1300年春、ダンテは詩人ウェルギリウスに導かれ、地獄を旅する。地獄の門をくぐり、9つの圏谷(たに)をめぐる。その中で、彼は現世で罪を犯した亡者たちをながめ、鬼たちをみる。


誰もが知ってる長編詩、『神曲』を読み始めました。河出文庫から、地獄篇、煉獄篇、天国篇の3分冊で順次刊行されるようで、現在2巻の煉獄篇まで店頭に並んでいます。読みたい作品ではあったものの、なかなか敷居が高くて取り組めなかったのですが、この新刊行の機会にと思い、読み始めました。
実は、カバー絵に引かれて買った部分もあります。表紙のルカ・シニョレルリの絵が綺麗です。

さて、そんな『神曲』ですが、まずは1冊、地獄篇を読み終わりました。一度にまとめて書いてもいいのですが、いかんせん作品が長いのです。そのため読む時間が掛かりそうでしたので、忘れる部分が大きいかな、という恐れから、1巻ずつまとめておこうと思います。

地獄篇では、ダンテがウェルギリウスと出会い、彼とともに9つある地獄の圏谷を巡り、地獄を抜けるところまでが描かれます。ちなみに、『神曲』は、あくまで詩であって、地獄篇は34歌からなります。詩であることから、言葉や表現にキレがあり、次々に場面が展開していくと同時に、それぞれの場面が印象深く描かれています。
詩の訳出モノということですが、原作の読めない私は、日本語版がどれほど原作の雰囲気を伝えているのか分かりません。
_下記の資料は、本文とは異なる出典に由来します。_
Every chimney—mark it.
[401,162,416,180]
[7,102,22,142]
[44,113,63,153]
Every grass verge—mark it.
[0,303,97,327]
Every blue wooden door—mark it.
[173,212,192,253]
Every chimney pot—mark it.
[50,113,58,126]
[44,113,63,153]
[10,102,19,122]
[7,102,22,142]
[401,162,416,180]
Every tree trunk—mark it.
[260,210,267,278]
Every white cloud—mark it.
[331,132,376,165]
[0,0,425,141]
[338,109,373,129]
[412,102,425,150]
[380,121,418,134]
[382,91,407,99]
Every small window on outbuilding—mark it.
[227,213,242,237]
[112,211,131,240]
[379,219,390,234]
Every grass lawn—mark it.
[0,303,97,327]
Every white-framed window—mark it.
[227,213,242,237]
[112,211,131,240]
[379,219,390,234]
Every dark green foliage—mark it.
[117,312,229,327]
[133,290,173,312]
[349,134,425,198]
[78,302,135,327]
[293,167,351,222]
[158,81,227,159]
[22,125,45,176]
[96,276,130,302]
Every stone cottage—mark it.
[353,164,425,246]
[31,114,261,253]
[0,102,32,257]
ただ、非常に平易な言葉でかかれており、しかも〔〕書きで、語句が補われており、非常に読みやすくなっています。個人的には、意味がわかることと、とっつきやすさが重要であると思いますから、読みやすさを意図されたこうした訳出は、非常にうれしいものです。
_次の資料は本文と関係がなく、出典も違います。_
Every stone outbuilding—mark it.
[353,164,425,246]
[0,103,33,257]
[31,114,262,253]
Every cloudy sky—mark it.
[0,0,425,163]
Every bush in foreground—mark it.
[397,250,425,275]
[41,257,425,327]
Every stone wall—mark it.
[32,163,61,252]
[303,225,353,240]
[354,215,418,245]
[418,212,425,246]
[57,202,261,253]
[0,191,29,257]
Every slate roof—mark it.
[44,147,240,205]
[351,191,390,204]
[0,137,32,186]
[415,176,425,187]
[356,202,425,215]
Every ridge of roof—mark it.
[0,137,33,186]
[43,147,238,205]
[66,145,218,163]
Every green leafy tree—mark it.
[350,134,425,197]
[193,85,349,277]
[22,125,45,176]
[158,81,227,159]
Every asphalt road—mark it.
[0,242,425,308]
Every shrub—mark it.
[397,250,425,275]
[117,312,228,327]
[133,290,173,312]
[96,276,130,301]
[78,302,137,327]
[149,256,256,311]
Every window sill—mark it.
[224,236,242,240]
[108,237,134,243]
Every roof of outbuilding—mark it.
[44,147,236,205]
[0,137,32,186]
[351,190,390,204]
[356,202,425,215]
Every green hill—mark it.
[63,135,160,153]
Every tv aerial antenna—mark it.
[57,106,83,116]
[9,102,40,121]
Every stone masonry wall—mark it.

閑話休題―。本作は、ルネサンス期に描かれた作品ということで、当時のイタリアの有力者が登場するのと同時に、古代ギリシャ・ローマ時代の著名人が次々とあらわれてきます。ダンテは、案内役のウェルギリウスをはじめ、地獄の第1層、辺獄(リンボ)では、ホメロスやプラトン、アリストテレスらに出会います。そして、そうした出会いを繰り返し、地獄をくだっていき第9層では、ブルトゥスなどの姿を見ることになります。
それにしても、まずは地獄の説明をすることにしましょう。地獄では、人が生前に犯した罪によってそれぞれの居場所が決まり、より重い罪を犯した魂がより下の層に送られます。辺獄には、善良だがキリスト教の洗礼を受けなかったものたちが送られます。それより下層では、ミノスの判決により、第2層には肉欲の罪を犯したものが、第3層には大食のものが、第4層には吝嗇家と浪費家が、といったようにそれぞれ送られているのです。そして、それぞれの層では生前の罪に応じて―目には目を歯には歯をの精神に則って―亡者が永遠の呵責をうけているのです。
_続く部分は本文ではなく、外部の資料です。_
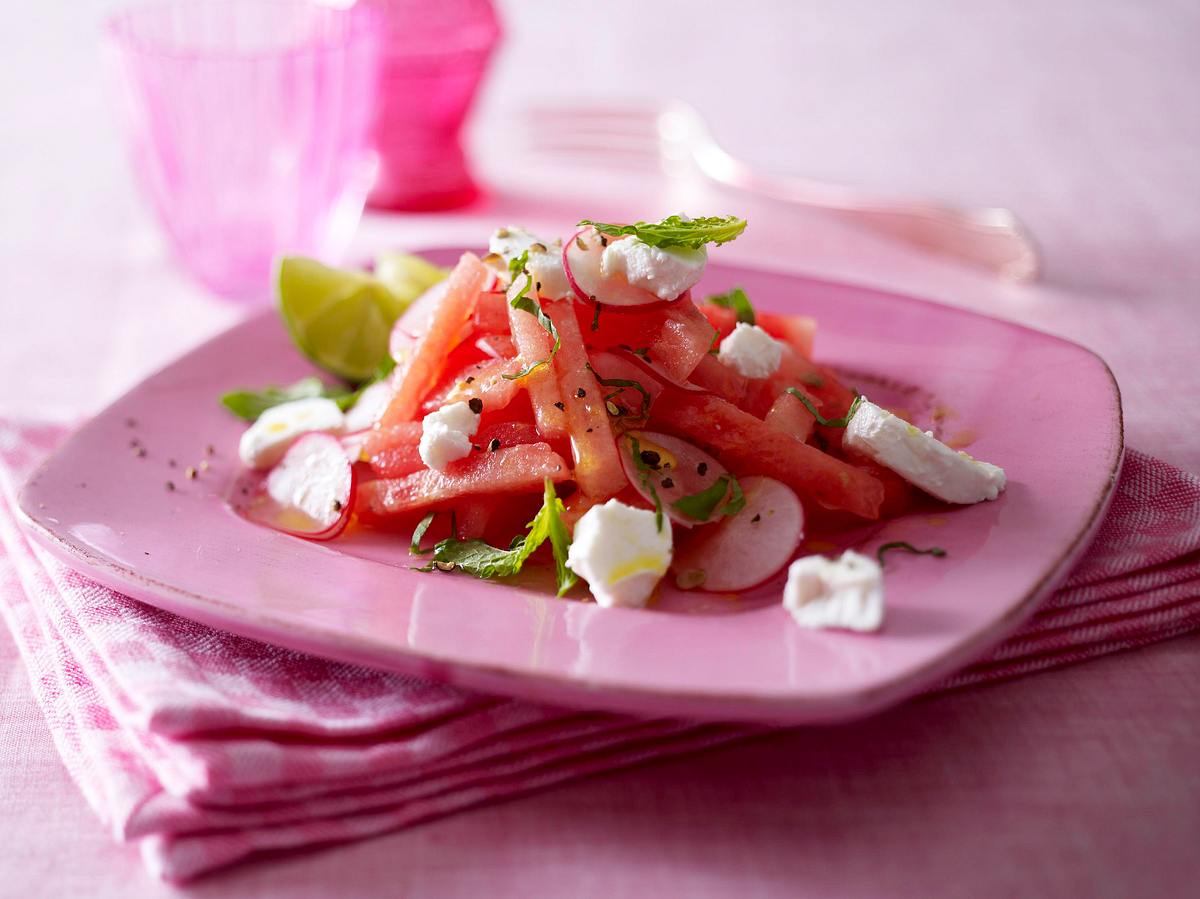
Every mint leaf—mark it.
[671,474,746,521]
[221,376,358,421]
[704,287,755,324]
[584,362,650,418]
[787,386,863,427]
[580,215,746,250]
[629,434,662,531]
[500,262,563,380]
[424,478,578,595]
[875,540,947,568]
地獄の第1層の罪を見ると分かるかと思いますが、この作品はキリスト教の世界観が色濃く反映されています。キリスト教の洗礼を受けなければ、それだけで罪であるのです。すると当然、キリスト以前の者たちは地獄に送られることになります。また、第5層には街が登場しますが、その街のシンボルはイスラム教の寺院であるモスクの形をしています。徹底して、キリスト教中心の世界を描いているのです。
その一方で、ダンテは案内人にウェルギリウスを用いるなど、古代のギリシャ・ローマの人々への尊敬の念ももっているようです。それはまさしくルネサンスの精神といえるものでしょう。
古代ギリシャ・ローマ文化の取り込みは、そうした人々の思想だけでなく、その神話さえも取り込んでいます。例えば、先のミノスは、古代ギリシャの神話に登場する牛頭人身のもののけですし、第3層に登場するケルベロスもやはり古代の神話に登場する怪物です。ダンテは、そうしたものを取り入れながら、最下層に座するベルゼブルはじめ、聖書に登場するものたちも描いてます。キリスト教文化と古代ギリシャ・ローマ文化を統合して地獄というひとつの世界を描き出すことができているのではないでしょうか。

これほどに構成的な地獄を思い描き、それに加えてそれぞれの層で印象深いエピソードを残していくということで、一読しただけで多くの要素を感じられる作品になっています。そして、そうした多くの要素が感じられながらも、先述のとおり文章は―訳出の影響がありますが―スラスラと読める平易さをもっています。全編を通してだけでなく、ピンポイントで部分的に読み返したくなる作品になっています。